Eu fiquei feliz porque, outro dia, assisti a uma matéria em que se dizia que Santa Catarina é o segundo estado do Brasil a possuir a lei, mas é o primeiro estado que está efetivamente fazendo um debate para tirar a lei do papel, colocando-a em prática. Esse trabalho estamos fazendo através da Escola do Legislativo, e quero agradecer à Mesa Diretora por todo o apoio que tem dado; ao Ministério Público, nas pessoas da dra. Priscila Linhares e do procurador-geral, dr. Gercino Gerson Gomes Neto; ao Sinepe; à Undime e a tantos outros que se estão envolvendo. Foram mais de dez mil professores que já passaram pelos eventos da escola, neste ano, para tratar da questão do bullying, tema que temos que debater permanentemente.
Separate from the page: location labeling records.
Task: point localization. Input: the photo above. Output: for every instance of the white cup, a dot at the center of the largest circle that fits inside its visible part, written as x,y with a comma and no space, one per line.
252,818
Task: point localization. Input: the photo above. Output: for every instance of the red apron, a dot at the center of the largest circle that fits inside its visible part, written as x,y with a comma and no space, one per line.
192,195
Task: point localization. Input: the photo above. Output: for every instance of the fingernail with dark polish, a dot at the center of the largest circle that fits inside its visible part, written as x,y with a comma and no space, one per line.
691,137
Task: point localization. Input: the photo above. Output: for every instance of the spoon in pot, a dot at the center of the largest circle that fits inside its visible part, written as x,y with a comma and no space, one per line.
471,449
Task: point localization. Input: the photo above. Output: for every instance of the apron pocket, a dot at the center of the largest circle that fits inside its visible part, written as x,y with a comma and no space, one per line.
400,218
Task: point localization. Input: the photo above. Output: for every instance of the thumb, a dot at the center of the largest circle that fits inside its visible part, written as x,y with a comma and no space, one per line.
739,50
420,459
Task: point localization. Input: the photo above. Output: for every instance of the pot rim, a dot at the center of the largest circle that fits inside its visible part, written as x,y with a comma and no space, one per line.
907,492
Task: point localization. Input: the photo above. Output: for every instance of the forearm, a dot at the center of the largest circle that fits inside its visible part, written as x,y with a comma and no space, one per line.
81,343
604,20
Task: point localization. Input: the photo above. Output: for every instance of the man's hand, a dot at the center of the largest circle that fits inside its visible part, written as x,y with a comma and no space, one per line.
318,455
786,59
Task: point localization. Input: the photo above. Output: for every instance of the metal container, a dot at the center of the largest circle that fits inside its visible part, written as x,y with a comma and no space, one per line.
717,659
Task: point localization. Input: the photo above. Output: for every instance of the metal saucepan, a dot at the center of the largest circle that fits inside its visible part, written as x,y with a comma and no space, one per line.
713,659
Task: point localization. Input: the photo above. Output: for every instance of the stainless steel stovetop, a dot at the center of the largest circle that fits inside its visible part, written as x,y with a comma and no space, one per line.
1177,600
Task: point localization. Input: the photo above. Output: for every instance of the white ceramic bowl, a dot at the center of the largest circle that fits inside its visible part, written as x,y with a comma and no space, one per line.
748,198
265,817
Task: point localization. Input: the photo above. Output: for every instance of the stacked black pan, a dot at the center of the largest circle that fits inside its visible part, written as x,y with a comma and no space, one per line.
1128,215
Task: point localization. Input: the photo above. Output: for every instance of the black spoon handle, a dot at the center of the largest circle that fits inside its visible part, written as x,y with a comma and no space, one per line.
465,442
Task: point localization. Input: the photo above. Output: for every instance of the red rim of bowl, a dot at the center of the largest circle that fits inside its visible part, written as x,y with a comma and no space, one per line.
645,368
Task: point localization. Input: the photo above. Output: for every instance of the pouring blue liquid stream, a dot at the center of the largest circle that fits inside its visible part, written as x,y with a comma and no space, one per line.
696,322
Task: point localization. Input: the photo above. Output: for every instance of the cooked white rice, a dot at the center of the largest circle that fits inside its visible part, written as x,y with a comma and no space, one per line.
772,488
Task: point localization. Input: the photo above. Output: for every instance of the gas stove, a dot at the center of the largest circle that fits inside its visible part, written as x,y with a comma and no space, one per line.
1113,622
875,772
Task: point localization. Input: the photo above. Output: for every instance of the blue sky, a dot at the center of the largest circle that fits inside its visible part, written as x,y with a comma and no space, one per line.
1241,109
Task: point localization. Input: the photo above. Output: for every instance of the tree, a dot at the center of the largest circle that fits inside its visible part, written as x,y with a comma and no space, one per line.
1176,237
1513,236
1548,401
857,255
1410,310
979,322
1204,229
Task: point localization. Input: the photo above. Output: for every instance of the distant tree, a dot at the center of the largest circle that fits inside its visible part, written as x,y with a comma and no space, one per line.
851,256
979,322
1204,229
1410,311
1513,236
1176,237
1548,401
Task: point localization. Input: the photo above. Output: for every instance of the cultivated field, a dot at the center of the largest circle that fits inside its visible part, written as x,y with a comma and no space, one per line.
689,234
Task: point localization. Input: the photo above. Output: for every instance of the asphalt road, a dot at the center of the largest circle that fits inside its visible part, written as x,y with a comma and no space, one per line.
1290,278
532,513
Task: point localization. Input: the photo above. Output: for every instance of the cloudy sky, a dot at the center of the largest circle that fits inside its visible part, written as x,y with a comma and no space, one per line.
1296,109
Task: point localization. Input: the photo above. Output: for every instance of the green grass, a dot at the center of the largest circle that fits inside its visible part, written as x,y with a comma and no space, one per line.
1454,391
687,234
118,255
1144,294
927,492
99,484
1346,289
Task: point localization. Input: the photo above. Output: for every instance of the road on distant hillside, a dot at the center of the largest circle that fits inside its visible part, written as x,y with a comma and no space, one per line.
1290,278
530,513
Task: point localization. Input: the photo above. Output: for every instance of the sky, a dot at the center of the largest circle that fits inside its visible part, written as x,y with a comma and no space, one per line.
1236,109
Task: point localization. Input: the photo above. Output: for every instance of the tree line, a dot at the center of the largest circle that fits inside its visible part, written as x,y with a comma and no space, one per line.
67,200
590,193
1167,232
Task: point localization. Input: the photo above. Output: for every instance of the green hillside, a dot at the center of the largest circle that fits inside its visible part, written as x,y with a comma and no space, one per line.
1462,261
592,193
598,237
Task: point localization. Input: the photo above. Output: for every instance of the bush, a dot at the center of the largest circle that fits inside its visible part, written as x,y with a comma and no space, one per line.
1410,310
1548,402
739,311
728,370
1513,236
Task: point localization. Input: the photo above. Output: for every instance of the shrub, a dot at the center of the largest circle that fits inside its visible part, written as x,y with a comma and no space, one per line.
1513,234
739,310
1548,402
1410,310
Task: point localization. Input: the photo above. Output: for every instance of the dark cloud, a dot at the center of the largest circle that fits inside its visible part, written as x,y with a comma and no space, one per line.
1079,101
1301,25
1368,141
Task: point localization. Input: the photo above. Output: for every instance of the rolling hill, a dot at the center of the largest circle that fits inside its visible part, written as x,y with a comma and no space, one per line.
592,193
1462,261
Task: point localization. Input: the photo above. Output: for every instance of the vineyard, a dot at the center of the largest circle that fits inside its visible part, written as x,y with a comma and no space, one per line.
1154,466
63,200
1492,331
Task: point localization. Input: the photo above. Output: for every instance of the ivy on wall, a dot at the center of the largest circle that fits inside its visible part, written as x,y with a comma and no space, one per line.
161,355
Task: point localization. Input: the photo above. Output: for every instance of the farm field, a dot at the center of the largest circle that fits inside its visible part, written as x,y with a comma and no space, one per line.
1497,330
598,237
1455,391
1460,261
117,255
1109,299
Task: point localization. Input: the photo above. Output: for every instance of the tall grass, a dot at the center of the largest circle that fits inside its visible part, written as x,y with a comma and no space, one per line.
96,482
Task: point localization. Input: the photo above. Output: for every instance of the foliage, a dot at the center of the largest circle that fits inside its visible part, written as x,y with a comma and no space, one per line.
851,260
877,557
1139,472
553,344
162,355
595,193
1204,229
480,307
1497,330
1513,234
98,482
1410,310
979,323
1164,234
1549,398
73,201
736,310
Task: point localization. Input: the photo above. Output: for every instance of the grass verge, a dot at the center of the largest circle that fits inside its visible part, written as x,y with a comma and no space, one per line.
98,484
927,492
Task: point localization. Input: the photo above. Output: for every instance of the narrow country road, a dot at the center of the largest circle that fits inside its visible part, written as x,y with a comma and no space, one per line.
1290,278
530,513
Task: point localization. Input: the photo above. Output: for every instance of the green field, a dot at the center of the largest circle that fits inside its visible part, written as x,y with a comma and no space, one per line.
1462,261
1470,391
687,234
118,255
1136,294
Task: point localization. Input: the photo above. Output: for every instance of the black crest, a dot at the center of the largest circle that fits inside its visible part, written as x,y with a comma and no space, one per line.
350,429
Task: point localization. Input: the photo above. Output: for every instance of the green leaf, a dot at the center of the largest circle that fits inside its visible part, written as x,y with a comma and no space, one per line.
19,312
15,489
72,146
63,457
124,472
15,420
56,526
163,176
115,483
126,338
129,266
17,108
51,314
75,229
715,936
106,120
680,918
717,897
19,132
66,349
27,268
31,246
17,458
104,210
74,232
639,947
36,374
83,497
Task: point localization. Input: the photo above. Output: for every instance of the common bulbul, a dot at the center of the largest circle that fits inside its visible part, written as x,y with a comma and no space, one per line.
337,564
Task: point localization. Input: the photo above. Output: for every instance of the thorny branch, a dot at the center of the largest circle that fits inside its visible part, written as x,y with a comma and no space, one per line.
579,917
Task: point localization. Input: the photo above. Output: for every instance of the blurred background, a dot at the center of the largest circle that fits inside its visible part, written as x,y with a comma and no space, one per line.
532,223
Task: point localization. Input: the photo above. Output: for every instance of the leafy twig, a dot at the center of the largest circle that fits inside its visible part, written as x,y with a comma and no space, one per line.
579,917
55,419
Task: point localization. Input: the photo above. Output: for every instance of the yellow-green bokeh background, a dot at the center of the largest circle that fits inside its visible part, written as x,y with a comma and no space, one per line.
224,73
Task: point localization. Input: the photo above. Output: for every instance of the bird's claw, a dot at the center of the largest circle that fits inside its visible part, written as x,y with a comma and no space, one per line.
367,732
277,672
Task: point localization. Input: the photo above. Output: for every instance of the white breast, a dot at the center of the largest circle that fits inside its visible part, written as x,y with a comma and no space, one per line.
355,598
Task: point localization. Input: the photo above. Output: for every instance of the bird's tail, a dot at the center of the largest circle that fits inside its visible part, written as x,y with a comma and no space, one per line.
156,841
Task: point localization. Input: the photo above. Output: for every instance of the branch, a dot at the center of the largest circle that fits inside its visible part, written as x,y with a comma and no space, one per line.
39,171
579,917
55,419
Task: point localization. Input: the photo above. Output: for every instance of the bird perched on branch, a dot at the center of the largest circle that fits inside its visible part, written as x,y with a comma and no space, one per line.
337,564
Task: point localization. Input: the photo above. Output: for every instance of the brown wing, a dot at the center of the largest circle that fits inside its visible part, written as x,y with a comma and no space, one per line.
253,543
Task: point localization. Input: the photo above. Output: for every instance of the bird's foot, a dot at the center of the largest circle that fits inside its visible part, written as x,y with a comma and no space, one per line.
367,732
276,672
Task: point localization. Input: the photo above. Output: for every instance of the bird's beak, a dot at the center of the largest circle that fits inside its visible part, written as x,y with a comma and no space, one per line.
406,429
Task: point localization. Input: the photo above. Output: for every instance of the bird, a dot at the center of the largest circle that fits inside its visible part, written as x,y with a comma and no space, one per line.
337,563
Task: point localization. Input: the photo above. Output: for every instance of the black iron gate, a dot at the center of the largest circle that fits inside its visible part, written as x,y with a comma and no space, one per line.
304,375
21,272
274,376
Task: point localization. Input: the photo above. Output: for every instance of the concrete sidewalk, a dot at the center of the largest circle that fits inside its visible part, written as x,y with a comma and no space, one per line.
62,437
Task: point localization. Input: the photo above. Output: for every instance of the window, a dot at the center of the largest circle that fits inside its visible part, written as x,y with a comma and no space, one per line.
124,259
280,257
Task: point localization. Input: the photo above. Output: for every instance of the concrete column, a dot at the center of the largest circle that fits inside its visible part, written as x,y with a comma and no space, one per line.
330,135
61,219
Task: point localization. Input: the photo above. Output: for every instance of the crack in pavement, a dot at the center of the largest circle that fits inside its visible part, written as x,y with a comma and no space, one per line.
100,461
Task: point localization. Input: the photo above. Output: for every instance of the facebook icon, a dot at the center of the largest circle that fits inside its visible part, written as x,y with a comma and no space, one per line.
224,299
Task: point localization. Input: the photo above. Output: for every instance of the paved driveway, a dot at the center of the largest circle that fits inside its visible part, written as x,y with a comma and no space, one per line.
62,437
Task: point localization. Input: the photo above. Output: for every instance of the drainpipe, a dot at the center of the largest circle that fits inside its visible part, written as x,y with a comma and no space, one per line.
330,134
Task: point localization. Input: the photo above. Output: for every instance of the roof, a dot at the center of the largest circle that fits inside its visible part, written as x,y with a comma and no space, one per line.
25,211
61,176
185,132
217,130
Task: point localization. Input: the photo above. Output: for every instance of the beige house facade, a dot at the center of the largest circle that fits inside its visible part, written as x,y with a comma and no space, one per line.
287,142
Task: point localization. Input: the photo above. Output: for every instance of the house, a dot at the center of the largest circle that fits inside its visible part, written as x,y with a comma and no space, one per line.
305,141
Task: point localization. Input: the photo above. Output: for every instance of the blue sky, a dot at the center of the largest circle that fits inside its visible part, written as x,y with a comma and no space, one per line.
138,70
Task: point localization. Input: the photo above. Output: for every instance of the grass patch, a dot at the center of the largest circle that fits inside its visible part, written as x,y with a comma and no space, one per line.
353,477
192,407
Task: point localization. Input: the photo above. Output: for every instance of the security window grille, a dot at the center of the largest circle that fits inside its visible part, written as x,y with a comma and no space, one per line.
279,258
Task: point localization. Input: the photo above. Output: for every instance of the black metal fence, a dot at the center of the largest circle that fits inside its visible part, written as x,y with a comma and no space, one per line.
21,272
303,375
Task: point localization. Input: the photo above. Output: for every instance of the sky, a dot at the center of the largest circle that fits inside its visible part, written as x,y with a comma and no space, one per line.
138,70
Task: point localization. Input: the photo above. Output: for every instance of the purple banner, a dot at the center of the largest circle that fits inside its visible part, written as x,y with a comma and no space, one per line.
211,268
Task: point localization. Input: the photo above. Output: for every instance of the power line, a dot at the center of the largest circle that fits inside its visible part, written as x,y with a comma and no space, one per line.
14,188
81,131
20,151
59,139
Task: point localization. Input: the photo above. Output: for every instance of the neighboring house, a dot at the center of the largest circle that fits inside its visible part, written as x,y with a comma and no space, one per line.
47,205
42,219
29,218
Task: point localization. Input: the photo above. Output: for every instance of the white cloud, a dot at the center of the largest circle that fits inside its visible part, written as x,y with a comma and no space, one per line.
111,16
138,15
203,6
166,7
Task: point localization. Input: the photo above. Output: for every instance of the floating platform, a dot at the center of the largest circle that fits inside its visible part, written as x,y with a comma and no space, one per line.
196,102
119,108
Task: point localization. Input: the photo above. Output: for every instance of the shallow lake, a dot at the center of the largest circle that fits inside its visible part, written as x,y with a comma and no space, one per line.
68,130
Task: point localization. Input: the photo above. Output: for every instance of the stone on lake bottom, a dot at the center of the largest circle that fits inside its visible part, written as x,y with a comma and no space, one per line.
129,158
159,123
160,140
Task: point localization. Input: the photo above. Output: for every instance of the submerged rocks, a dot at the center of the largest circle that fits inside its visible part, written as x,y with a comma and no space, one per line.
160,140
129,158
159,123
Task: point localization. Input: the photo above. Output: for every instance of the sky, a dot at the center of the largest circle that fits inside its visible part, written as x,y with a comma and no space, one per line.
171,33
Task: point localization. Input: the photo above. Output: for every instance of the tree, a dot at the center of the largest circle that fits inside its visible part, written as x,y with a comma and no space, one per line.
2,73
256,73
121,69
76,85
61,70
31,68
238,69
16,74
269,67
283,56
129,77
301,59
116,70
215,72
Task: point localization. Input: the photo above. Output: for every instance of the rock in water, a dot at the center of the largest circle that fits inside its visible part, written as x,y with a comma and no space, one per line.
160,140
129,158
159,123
Deputado Silvio Dreveck, como ontem disse, há outro assunto que traria novamente para o debate no dia de hoje. Trata-se do Decreto n. 3.174 que reclassifica a questão tributária da micro e pequena empresa, a questão da substituição tributária. Esse decreto vai inviabilizar milhares de micro e pequenas empresas de Santa Catarina, porque o micro e pequeno empresário não têm condições de pagar o tributo na entrada da mercadoria. Eles são fracos, não têm condições de fazer isso. A média tributária hoje de 4 a 6%, que era o que o micro e pequeno pagava no regime anterior, vai agora para 17%, com um calhamaço de itens. É grande a relação de produtos que são contemplados agora nessa nova tributação, e isso vai provocar a quebradeira.
Sra. deputada Ada De Luca, nós temos que rever isso. Os contadores do estado estão apavorados. Nós precisamos debater esse assunto porque é muito sério, e esta Casa precisa se posicionar. Estou recebendo inúmeras reclamações da região e precisamos posicionar-nos com relação a isso.